For the first time, I came face-to-face with the prospect that I might never have the chance to receive his forgiveness—that Alex might have slipped away from us forever. Reeling from this new possibility, my body sank back into the chair, visibly defeated. But the chair could not stop my mind’s cascading into a black abyss—my lowest point since this nightmare began.
It was this day, of all that followed the accident, that I gave in to my deepest fears. I embraced the apparent failure of the moment and allowed it to define the future. In so doing, I allowed myself to become devastated. With this latest report from the therapist, everything had taken on a darkened hue. I cried as much that day as I had on the day of the accident. Alex couldn’t move, couldn’t breathe on his own, couldn’t speak, and couldn’t swallow. If he couldn’t think and understand, then in what sense was he really Alex?
Where had my faith gone? Why did I embrace doubt after so many victories? I guess I am a lot like Peter when Jesus told him to get out of the boat and walk on water, confident in Jesus one moment and focused on the waves—and sinking—the next. But even though I was giving the Giant Despair a temporary free pass in my mind, no one was giving up, including me.

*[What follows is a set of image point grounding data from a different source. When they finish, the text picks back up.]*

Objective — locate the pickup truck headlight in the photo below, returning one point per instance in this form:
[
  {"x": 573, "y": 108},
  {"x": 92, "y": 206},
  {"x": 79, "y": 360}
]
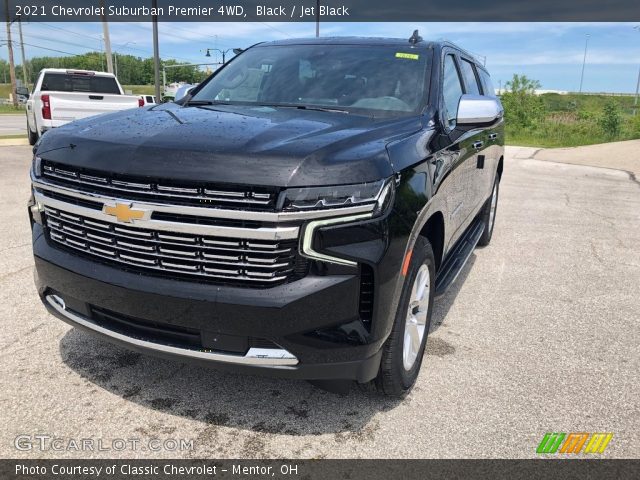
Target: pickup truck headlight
[{"x": 378, "y": 194}]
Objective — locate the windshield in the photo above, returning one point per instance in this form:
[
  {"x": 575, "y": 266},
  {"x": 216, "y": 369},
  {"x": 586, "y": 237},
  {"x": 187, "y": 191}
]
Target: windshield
[{"x": 342, "y": 77}]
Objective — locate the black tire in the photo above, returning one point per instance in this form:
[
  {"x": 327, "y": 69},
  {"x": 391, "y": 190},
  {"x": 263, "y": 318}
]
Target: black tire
[
  {"x": 393, "y": 378},
  {"x": 489, "y": 220},
  {"x": 33, "y": 136}
]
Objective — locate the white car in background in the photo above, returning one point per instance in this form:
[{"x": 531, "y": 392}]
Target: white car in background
[
  {"x": 144, "y": 100},
  {"x": 61, "y": 96}
]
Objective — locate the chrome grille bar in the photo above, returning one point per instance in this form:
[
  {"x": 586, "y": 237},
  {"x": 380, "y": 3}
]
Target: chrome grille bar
[
  {"x": 262, "y": 233},
  {"x": 199, "y": 256},
  {"x": 194, "y": 194},
  {"x": 43, "y": 187}
]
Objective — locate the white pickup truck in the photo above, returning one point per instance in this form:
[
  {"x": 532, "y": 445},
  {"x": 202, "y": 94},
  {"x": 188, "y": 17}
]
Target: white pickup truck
[{"x": 61, "y": 96}]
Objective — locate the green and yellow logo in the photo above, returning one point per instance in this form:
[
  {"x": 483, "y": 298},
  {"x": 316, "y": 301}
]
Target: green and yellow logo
[{"x": 574, "y": 442}]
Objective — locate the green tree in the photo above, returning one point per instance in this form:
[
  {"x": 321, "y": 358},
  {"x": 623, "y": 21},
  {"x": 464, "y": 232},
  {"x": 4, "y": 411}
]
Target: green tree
[
  {"x": 611, "y": 119},
  {"x": 522, "y": 107}
]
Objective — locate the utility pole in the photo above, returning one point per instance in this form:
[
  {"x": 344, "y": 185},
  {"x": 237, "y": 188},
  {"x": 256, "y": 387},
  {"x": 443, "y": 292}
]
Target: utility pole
[
  {"x": 635, "y": 100},
  {"x": 12, "y": 67},
  {"x": 107, "y": 45},
  {"x": 25, "y": 76},
  {"x": 156, "y": 52},
  {"x": 584, "y": 61}
]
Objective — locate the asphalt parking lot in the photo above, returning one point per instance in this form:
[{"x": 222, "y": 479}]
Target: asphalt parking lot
[
  {"x": 540, "y": 333},
  {"x": 13, "y": 125}
]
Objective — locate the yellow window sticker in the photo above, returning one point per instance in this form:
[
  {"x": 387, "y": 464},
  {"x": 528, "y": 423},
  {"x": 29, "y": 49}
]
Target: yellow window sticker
[{"x": 410, "y": 56}]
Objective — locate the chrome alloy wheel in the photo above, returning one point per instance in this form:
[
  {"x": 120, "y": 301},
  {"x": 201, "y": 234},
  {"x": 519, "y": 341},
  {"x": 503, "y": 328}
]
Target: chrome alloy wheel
[
  {"x": 494, "y": 204},
  {"x": 416, "y": 322}
]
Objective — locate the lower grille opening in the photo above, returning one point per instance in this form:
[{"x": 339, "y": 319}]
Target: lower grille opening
[
  {"x": 176, "y": 335},
  {"x": 366, "y": 294},
  {"x": 166, "y": 334}
]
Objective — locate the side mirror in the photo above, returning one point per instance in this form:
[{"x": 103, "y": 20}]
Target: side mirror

The therapists were wonderful, soldiering on despite these setbacks. The speech therapist was particularly tenacious and gave me a lot of encouragement. Not too long after the negative news, she helped Alex develop three facial movements that gave us true hope. He could move the corner of his mouth on the right side of his face. We were able to establish with him that this expression meant the word
yes
. Puckered lips, we agreed with Alex, meant the word
no
. Alex’s all-time favorite expression, however, was rolling his eyes, which took on a variety of meanings, depending on context. For example:
I don’t know.
Your questions are bugging me.
My dad is a nut job.
And just about anything else from the massive realm of possibilities between yes and no.